A fall from grace for healthcare professionals would be especially quick and painful compared to that of other professions, partly because we expect of them a greater degree of selfless commitment to the common good. After all, we show them such unusually high levels of respect, which at times border on (and often become) deference.
Already, there are signs of public impatience with medicos. In the eyes of the public, the fact that a GP consultation under the NHS lasts for an average of just ten minutes – and the fact that five of those ten precious minutes are spent with the doctor consulting a computer screen – suggests a fundamental loss of interest in the customer.
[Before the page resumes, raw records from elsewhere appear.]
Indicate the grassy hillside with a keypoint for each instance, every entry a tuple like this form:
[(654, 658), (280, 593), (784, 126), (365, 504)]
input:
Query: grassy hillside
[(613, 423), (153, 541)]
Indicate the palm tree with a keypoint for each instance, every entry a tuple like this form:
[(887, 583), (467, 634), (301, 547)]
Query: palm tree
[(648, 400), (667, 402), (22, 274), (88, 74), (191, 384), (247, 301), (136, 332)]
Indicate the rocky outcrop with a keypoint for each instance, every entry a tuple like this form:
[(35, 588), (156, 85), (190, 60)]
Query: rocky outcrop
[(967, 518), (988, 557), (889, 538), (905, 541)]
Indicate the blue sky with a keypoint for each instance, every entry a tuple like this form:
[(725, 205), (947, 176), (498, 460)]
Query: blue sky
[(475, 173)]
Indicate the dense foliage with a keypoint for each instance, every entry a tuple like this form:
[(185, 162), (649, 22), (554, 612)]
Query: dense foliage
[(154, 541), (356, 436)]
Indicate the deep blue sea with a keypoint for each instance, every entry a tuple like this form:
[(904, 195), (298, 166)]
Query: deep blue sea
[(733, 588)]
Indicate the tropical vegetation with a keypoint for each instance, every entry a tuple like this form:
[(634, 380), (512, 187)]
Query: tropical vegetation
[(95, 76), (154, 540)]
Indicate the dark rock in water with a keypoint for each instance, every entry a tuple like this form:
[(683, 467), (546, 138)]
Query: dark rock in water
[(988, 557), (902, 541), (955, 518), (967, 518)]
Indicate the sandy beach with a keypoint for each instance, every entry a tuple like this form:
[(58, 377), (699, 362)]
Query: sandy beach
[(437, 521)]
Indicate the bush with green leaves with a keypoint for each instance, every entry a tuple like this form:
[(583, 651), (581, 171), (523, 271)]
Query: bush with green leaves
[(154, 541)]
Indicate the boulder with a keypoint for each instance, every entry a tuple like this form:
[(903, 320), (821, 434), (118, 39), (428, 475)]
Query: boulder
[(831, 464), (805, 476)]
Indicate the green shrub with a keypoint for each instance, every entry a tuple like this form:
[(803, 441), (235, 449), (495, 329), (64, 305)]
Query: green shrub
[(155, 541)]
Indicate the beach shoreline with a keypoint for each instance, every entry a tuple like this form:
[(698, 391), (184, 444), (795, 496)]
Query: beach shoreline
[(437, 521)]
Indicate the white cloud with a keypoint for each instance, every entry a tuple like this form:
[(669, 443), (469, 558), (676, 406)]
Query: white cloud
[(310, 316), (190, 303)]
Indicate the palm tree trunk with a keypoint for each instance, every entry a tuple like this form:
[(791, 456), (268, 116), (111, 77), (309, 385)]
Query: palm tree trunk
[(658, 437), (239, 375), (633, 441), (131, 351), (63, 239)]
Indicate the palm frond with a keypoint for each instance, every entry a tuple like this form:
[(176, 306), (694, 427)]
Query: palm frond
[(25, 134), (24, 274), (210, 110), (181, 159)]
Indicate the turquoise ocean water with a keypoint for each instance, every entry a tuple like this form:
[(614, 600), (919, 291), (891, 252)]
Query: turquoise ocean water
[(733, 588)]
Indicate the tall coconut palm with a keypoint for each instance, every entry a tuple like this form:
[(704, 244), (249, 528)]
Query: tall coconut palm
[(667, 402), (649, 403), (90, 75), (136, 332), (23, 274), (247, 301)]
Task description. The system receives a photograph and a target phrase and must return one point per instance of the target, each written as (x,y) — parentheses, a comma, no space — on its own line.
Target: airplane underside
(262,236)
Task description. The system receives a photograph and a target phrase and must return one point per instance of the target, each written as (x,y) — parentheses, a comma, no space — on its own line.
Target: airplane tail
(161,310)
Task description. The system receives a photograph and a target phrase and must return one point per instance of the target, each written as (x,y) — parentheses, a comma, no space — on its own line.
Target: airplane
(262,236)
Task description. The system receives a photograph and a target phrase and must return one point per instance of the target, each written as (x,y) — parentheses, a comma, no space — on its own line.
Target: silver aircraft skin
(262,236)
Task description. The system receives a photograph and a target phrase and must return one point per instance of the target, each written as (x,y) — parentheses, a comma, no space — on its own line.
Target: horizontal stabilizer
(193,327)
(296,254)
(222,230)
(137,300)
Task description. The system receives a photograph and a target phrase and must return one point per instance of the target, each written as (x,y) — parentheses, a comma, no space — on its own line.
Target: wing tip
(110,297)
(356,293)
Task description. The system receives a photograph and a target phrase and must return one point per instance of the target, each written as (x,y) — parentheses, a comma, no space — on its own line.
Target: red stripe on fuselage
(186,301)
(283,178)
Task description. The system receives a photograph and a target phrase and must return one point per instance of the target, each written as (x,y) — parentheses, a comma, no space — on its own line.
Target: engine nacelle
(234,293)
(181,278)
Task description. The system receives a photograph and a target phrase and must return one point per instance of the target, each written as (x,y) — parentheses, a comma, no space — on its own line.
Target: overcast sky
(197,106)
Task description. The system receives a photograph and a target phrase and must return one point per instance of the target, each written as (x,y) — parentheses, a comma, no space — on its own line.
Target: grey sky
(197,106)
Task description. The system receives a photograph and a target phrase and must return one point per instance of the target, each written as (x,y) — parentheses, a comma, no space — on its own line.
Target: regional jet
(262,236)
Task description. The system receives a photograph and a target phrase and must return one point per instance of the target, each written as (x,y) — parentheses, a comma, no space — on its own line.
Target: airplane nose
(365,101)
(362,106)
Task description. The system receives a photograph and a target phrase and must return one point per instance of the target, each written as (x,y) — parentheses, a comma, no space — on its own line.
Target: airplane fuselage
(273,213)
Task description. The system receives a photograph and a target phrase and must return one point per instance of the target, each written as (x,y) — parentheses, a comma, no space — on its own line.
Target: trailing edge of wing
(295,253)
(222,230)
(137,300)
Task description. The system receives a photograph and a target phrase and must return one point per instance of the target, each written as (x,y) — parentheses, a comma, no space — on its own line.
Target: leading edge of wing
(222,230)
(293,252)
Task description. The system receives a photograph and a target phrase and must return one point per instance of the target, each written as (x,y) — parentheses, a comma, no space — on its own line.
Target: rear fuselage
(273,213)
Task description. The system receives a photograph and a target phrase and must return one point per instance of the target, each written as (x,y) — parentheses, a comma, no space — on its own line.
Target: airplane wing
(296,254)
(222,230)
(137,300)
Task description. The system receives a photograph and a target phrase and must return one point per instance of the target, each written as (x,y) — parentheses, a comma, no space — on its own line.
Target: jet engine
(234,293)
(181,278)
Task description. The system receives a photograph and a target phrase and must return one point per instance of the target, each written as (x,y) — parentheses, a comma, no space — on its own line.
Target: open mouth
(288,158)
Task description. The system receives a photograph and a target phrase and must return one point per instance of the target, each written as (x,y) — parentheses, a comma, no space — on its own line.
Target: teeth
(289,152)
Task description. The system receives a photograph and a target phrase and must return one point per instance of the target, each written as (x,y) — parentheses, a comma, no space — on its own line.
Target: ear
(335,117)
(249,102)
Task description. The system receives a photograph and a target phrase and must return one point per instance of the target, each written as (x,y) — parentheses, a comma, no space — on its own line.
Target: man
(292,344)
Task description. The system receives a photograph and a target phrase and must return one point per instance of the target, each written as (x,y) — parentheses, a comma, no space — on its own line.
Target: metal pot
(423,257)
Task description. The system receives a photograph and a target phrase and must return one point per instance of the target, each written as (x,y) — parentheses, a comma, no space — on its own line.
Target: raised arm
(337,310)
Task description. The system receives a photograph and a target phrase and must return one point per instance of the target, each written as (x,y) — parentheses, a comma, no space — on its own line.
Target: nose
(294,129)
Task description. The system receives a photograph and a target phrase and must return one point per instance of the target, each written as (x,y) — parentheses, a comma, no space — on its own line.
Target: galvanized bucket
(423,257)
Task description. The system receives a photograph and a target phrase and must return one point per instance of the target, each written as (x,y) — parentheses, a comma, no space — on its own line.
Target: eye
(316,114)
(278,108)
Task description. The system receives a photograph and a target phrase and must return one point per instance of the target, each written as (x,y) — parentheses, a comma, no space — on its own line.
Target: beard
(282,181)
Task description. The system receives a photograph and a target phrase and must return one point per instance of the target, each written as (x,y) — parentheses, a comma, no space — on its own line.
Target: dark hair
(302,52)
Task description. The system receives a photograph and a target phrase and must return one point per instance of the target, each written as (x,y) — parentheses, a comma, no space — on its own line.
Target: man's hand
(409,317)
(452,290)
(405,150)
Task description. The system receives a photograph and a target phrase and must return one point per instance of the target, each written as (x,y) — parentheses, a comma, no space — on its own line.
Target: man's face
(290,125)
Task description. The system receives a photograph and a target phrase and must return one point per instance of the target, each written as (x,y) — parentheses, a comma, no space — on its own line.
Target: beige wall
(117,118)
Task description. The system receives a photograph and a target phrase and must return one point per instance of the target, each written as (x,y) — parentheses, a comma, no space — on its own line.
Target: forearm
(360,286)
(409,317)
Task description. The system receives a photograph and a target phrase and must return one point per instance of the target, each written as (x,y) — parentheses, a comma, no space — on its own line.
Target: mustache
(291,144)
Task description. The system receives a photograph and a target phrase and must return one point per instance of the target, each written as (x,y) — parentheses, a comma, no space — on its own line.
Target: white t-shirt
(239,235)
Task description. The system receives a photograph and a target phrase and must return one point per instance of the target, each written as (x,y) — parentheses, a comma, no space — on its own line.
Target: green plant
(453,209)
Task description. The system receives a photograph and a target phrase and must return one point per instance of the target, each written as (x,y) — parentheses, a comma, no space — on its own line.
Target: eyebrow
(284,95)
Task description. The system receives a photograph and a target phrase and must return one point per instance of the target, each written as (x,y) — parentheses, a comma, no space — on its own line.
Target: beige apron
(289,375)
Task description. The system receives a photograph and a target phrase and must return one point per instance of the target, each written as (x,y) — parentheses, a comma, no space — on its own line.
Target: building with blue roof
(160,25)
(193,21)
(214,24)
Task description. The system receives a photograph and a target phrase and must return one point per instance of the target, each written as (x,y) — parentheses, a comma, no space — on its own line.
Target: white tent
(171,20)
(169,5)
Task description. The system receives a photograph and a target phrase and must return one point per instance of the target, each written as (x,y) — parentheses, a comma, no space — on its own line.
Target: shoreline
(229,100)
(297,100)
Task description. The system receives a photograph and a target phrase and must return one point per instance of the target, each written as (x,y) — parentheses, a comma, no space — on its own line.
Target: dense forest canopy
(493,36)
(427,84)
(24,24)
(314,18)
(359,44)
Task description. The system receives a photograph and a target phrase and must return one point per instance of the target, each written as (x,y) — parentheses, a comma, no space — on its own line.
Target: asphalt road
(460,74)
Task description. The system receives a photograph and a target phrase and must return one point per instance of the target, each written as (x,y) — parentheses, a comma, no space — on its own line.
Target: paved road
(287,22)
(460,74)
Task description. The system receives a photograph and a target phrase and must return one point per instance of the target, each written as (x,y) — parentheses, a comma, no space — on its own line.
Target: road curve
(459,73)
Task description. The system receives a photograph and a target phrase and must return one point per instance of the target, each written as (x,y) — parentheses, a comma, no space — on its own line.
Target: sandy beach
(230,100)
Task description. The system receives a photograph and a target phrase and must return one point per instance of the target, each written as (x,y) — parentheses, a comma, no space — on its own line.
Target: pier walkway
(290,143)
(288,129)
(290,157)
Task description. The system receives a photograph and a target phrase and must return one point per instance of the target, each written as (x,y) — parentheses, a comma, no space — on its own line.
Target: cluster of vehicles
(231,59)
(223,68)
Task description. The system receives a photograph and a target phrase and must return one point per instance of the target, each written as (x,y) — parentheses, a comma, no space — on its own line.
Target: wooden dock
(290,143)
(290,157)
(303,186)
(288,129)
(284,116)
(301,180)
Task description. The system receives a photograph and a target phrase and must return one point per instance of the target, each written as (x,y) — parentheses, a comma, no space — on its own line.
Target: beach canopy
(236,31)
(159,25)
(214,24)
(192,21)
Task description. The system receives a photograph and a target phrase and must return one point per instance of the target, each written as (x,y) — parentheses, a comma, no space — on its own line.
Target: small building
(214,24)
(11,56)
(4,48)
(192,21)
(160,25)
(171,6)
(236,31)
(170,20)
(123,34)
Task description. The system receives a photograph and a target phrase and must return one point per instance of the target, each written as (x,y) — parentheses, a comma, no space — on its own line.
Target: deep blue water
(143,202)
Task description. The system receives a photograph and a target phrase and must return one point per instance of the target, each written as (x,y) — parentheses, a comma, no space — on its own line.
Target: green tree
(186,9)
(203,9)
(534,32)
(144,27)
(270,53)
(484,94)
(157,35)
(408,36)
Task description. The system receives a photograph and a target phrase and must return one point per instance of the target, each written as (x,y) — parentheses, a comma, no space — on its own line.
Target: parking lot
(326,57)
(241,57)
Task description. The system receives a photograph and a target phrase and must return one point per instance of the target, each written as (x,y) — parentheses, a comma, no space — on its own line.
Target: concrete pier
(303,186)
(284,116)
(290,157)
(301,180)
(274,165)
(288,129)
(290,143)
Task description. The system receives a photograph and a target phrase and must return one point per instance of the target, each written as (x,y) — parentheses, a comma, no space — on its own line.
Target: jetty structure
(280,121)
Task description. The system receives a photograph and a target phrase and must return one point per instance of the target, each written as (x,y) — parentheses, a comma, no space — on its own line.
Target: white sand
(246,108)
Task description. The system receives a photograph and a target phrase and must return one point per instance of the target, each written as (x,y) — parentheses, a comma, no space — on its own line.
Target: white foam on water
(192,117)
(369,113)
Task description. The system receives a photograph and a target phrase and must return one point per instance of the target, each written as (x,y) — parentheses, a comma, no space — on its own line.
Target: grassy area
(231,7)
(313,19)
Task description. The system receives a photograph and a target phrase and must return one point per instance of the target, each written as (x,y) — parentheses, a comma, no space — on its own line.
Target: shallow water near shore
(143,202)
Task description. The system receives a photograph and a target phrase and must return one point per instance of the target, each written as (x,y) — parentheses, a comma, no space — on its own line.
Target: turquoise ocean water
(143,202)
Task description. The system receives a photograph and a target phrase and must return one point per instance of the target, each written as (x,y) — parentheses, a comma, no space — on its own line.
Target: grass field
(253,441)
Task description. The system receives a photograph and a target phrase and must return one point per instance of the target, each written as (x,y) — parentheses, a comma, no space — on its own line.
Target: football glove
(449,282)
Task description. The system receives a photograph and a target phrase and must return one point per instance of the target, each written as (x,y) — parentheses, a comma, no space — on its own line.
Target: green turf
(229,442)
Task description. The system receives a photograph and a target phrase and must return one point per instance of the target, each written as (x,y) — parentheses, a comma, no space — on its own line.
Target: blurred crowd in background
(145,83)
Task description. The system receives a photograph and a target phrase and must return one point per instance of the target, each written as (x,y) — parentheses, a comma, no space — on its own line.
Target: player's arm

This problem has a financial component, to be sure. But it also raises a question of essential values. How much does the GP actually value the patient? Has the client now little more than a retail customer, to be dispensed with as quickly as possible and with the bare minimum of attention and care?
Unless we opt to see our health system take on a slightly more “free enterprise” tone, tax rises to guarantee its future are inevitable. I’m not an economist, but I see no reason why those rises wouldn’t be substantial.
Yet the future survival and shape of the NHS is not a purely a matter of public finances. It also has to do with the values; the culture within the healthcare community. This should also form a key part of our debate on the future of the NHS.